Real-World Libertarians and the Net

I’m finding it a bit hard to locate my book in Richard’s kickoff to this discussion. Its argument is not, as he suggests, that “liberty converges onto anarchy.” To the contrary: My argument is that a certain form of libertarianism will lead to less liberty. A certain form of libertarianism–a knee-jerk libertarianism that looks at every proposed intervention by government and says “leave the Net alone.” My argument is that this response will lead to a Net with far less liberty than the Net we know now, with a potential to be far more regulated than any world we have known–ever.

How?

That’s the second part of the argument that seems to have gone missing: that the liberty, or freedom, that cyberspace guarantees now is a function of the architecture of that space. That that architecture–which I call “code,” meaning the software and hardware that constitutes cyberspace as it is–was initially an architecture that protected fundamental freedoms. But that that architecture is changing. As it changes, the freedoms that the Net will guarantee changes as well.

How is it changing?

This is the third part AWOL in this initial kickoff of the discussion. The original architecture, given to us by researchers and hackers and generally libertarian sorts, is being changed as new layers of code are being added to this architecture. And these new layers are being added not by the same libertarian sorts who gave us the initial version of the Internet. They are being added by coders who work for commerce. The values implicit in their code are different from the values implicit in the code of the original Internet. And under one story about how that code evolves, they threaten to flip the character of the Net–from a place that protects liberty to a place where liberty has been coded away.

Rather than focusing on those arguments, Richard wants to defend “libertarianism”–a cause that he has admirably defended for a great deal of time. Libertarianism is not, Richard says, quoting me, the view that “government is the enemy”; nor is it a focus on “reducing government’s power.” That is “not the way in which a libertarian … thinks about government.” Rather, the libertarian “starts in the state of nature.” His or her “objective function starts with the goal of minimizing the use of force and fraud in human interactions. The hard part of the system is to figure out a way in which that minimization takes place over both public and private actors.”

But there is “libertarianism” in the ivory tower and there is “libertarianism” on the ground. I recognize the species that Richard describes; I am a permanent resident of the ivory tower. But my book describes a present political attitude, not the ivory tower. It is about a present political reality, and a present rhetorical push. I am describing it because I have been watching it for the past six years.
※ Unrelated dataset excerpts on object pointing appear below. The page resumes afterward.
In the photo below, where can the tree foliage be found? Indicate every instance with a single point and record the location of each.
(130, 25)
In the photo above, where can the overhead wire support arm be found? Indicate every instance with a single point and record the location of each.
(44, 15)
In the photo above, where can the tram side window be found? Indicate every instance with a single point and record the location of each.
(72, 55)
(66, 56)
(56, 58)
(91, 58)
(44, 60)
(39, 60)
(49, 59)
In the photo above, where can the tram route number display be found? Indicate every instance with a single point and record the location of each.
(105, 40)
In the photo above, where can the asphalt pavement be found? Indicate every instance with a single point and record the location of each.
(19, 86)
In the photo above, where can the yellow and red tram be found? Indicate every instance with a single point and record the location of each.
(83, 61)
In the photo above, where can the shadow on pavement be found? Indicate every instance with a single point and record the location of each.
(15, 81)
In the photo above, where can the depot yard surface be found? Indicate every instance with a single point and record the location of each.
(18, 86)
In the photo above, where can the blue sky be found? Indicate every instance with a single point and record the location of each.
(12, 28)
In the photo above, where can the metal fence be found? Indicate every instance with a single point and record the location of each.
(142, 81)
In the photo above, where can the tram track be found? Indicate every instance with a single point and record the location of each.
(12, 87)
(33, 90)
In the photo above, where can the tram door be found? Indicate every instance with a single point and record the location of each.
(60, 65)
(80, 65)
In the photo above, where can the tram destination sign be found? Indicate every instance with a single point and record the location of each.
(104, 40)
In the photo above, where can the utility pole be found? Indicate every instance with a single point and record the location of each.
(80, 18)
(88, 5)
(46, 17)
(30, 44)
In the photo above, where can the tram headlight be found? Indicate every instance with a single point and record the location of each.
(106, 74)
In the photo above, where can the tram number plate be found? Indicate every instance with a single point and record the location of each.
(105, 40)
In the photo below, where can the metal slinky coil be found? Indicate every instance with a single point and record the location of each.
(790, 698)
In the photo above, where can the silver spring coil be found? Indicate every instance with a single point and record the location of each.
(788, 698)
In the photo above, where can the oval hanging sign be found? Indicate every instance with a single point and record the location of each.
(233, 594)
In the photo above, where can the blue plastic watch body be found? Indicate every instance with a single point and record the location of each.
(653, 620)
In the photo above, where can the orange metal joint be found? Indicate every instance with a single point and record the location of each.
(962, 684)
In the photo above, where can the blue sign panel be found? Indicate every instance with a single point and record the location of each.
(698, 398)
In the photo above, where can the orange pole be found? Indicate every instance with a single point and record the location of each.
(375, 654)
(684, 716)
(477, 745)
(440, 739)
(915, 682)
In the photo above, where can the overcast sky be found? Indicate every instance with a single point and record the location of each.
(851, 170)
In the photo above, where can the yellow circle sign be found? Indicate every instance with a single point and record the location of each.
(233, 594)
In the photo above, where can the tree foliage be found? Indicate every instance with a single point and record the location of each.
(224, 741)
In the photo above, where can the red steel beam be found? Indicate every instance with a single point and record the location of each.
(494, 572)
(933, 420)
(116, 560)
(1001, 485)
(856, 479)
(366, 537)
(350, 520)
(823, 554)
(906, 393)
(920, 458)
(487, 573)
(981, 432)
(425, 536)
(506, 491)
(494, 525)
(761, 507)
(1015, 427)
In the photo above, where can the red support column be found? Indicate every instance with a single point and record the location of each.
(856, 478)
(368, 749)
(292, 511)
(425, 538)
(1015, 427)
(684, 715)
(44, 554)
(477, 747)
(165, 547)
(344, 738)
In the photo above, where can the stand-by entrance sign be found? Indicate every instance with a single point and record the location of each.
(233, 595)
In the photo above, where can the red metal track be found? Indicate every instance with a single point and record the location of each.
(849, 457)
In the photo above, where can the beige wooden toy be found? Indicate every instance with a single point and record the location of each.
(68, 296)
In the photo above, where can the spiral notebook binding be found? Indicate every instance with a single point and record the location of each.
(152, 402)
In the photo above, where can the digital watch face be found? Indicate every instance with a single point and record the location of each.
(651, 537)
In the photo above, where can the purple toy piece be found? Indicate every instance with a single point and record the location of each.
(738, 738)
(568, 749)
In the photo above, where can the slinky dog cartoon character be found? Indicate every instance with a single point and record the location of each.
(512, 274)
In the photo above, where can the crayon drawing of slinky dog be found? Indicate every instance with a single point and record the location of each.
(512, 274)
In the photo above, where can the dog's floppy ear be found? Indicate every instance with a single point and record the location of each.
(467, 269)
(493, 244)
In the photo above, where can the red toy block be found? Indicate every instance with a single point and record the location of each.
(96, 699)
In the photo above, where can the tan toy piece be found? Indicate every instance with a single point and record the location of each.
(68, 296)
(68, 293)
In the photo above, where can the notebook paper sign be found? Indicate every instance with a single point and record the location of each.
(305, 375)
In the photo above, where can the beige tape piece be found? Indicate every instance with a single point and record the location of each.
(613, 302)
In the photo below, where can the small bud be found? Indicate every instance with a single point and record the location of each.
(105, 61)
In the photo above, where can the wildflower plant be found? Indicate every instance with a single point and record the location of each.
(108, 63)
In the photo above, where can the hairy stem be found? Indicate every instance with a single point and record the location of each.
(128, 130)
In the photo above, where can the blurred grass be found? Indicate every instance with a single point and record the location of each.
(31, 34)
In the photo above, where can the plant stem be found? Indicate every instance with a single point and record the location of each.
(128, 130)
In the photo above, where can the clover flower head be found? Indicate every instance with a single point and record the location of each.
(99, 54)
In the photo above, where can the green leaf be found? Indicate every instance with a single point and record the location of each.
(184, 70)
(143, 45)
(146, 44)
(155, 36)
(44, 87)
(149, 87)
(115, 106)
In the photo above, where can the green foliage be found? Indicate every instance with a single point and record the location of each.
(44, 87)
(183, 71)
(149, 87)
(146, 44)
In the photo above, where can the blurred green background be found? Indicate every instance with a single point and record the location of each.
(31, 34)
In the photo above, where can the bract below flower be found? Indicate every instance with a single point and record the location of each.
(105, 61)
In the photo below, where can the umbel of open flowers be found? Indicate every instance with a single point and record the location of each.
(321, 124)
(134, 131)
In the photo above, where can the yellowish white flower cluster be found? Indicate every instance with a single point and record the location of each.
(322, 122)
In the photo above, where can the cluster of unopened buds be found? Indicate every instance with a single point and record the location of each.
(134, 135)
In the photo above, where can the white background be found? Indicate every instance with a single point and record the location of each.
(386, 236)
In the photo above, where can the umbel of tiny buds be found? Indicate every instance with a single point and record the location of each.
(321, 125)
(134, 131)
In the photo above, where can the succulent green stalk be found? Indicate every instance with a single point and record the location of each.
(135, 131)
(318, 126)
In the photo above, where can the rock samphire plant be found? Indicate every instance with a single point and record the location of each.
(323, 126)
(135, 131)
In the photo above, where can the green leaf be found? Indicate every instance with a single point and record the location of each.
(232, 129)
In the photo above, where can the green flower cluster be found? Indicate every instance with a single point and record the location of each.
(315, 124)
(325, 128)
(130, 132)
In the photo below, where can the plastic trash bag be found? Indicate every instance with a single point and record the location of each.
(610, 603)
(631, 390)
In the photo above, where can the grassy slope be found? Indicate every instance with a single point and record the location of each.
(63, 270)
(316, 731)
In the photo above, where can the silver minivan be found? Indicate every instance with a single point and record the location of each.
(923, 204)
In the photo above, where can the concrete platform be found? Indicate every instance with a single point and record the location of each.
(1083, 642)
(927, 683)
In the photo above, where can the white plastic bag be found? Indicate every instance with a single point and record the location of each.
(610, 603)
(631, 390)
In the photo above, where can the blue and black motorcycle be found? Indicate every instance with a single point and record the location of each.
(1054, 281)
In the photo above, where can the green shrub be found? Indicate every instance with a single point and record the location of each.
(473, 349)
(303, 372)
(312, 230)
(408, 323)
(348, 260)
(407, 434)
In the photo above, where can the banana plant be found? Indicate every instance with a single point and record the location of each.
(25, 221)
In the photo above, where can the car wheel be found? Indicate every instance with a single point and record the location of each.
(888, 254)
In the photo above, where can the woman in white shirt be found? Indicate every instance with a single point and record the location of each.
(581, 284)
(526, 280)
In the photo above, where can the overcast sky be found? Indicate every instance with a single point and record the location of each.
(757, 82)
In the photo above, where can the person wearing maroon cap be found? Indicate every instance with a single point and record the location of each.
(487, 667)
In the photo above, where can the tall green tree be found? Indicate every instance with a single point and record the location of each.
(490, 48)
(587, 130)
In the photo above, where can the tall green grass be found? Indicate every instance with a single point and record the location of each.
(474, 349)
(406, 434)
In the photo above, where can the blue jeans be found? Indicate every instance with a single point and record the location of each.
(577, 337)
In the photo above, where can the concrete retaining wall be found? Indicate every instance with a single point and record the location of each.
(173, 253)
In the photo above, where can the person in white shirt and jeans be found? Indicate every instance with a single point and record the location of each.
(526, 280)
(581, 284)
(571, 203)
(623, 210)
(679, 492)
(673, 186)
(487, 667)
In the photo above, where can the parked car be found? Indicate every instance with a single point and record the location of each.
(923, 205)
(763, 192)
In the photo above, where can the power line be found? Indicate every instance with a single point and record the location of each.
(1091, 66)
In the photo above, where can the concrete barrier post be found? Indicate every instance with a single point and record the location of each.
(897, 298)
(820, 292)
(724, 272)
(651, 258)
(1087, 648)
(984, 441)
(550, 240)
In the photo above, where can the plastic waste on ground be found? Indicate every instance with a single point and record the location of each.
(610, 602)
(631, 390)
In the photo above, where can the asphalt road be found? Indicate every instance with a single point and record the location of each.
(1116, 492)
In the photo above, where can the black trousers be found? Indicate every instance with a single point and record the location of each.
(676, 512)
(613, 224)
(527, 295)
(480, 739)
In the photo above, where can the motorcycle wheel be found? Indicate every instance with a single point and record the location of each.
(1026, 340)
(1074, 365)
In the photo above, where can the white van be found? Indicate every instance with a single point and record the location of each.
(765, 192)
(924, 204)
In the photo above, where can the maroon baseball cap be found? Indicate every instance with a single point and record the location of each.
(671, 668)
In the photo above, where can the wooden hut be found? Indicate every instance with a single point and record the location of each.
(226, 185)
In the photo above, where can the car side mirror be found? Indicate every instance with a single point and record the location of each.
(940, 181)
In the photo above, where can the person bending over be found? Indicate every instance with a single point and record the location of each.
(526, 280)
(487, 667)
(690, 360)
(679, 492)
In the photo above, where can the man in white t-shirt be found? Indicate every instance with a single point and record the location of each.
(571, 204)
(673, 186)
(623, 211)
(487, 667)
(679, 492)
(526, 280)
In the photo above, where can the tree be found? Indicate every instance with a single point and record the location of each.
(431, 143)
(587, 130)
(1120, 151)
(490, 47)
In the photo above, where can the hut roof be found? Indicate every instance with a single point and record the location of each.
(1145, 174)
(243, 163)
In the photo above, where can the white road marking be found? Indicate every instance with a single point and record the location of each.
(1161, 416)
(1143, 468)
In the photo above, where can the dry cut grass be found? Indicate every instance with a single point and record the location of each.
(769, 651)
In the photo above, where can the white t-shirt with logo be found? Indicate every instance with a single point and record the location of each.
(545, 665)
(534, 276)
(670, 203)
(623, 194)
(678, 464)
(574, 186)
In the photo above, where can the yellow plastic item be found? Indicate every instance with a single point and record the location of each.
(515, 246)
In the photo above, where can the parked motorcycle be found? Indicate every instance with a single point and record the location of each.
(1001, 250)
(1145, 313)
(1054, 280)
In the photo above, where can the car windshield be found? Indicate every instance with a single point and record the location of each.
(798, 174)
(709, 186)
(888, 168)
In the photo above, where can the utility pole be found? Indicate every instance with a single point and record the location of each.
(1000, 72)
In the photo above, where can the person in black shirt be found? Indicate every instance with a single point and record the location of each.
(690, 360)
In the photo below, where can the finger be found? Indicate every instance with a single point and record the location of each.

In that world, if someone argued (as Richard does above) that a “law of privacy” was needed, as well as law protecting trade secrets; that laws regulating libel and slander were necessary, as well as a law regulating blackmail; if one even raised the issue of taxation, or suggested that the government was needed to “secure the infrastructure,” then one would not be a “libertarian.” One would be a Red. The libertarian of the Net has a simple message, quite different from ivory-tower libertarianism. It is: Keep the government out.

Now of course this is an extreme, but the extreme affects the mean. And so while there are few who would insist that the government always stay out, it has become mainstream to argue that the government should just leave the Net alone. “Let the Net take care of itself,” is the slogan of our generation–and the current administration. But if we do, then the Net will become something very different from what it is just now.

That’s the argument of my book. Not an attack on ivory-tower Libertarianism. Nor even an attack on “sensible libertarianism.” But an attack on a certain do-nothingness that pervades our present political culture.

So forgive me, Richard, if I decline your sending it “over to” me “to explain why the same version of sensible libertarianism … should not guide our activities in cyberspace.” That’s the question of your many valuable and important books. My book asks a different set of questions. Let me send it back over to you to address some of them.